遺言について
私は母と二人で同居して生活しています。私には兄弟がおらず、家族といえるのは母親しかいません。
父が早くに亡くなったので母が苦労して私を育て、現在、母の財産はまったくありません。
私は若い頃に一度だけ結婚したことがあり、子どもが一人いますが、元妻と不仲になってしまい、子どもにもほとんど会ったことがなく、現在どこで生活しているのかも分かりません。
私は、自分名義の家に母と住み、母は私の給料で生活しているほかはわずかな年金しかありません。先日、健康診断で私の体に腫瘍が見つかり、幸い大事にはいたりませんでしたが、私が母より先に死ぬようなことがあれば母は生活していくことができなくなるので、母に私の家と預金を残したいと思いますが、どうしたらいいですか?
この場合、相談者には子どもがいます。小さい頃に子どもと別れ、相談者の家族が母親一人であったとしても、母親は相談者の法定相続人ではありません。
つまり、相談者が母親より先に亡くなった場合、子どもが相談者の相続権を放棄しない限り、母親が相続人となることはありません。
相談者が生きているうちに、子どもが相続放棄をすることはできませんし、そもそも相続放棄は亡くなったことを知ってから3か月以内に行う必要があるので、時間に余裕はありません。3か月以内に相続放棄をしなかった場合、相続の単純承認をしたとみなされますので、相談者の子が相談者のすべての財産を相続することになります。
子は相談者の子どもですので、法律上、相談者の財産を相続する権利がありますが、母親が自分の死後、生活できるように財産を残したいとする相談者の気持ちも大切です。
上記のような場合、相談者が母親に死後に財産を残すには、「遺言書」を書いておくことが有効な方法だと考えられます。
遺言には主に自筆証書遺言と公正証書遺言があります。
公正証書遺言は公証役場で作成するものであり、弁護士が遺言の相談を受けたらおすすめすることが多いものといえます。
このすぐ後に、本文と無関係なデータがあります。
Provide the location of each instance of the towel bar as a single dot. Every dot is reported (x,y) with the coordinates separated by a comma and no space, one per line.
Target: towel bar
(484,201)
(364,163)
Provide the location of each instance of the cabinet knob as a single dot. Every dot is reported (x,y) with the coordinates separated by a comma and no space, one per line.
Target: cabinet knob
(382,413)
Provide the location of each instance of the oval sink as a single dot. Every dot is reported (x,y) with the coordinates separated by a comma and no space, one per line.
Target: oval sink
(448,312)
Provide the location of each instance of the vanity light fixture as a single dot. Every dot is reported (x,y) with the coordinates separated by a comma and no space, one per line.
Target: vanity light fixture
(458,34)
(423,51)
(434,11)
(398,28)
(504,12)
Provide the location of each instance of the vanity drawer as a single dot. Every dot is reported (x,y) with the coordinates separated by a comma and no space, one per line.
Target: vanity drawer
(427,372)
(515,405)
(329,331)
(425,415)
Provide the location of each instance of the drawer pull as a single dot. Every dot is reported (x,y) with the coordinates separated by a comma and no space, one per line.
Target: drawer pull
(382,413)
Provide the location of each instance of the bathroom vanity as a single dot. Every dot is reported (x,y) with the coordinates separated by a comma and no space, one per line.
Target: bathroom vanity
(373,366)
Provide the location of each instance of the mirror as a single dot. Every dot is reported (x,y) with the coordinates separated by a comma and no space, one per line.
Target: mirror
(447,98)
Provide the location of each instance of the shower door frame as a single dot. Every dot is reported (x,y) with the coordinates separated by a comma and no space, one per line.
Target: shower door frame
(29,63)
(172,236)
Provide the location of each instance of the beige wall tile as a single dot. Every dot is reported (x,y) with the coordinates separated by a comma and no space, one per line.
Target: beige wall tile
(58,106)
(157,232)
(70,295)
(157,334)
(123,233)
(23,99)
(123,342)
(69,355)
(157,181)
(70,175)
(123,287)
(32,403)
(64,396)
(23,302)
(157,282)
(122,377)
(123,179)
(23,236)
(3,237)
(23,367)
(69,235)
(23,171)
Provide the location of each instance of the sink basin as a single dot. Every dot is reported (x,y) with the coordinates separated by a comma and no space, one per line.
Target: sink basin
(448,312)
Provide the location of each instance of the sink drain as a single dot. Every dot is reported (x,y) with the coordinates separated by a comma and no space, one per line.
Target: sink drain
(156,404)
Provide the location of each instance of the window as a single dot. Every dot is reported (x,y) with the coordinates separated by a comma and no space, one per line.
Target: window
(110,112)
相談者が母親に財産を残すには、母親に対して相談者の財産を遺贈する旨の公正証書遺言を作成します。作成する際には、母親に遺贈する旨の文言だけでなく、母親が相談者の死後、スムーズに遺言書の内容を実現できるように「遺言執行者」を指定しておくべきでしょう。遺言執行者には、受遺者を指定することももちろんできますが、弁護士などの専門家を指定することもできます。
また、金銭だけを母親に残したいのなら、生命保険の死亡保険金の受取人を母親としておくことも考えられます。保険金は、保険会社との契約に基づいて受取人に支払われるものですので、相続財産に比してバランスを欠くような高額な保険金でない限り、原則として遺産とは考えないので、仮に相続で揉めたとしても関係なく受取人に保険金が支払われることになります。
ただ、相談者がすべての財産を母親に残したいと考えて、その旨の遺言書を作成したとしても子どもには遺留分の権利がありますので、子どもから遺留分減殺請求を受ける可能性はありますので注意が必要です。
人はいつか亡くなりますので遅かれ早かれ必ず相続は発生します。自分は若いからまだ関係ないと思っていても、何があるかは分かりません。うちの家族は仲が良いから大丈夫と考えていても、遺産をめぐって相続人間で争いになるケースは多々ありますので、死後、相続人同士で争いにならないためにも相続に関して疑問等がございましたら、弁護士にご相談されることをおすすめします。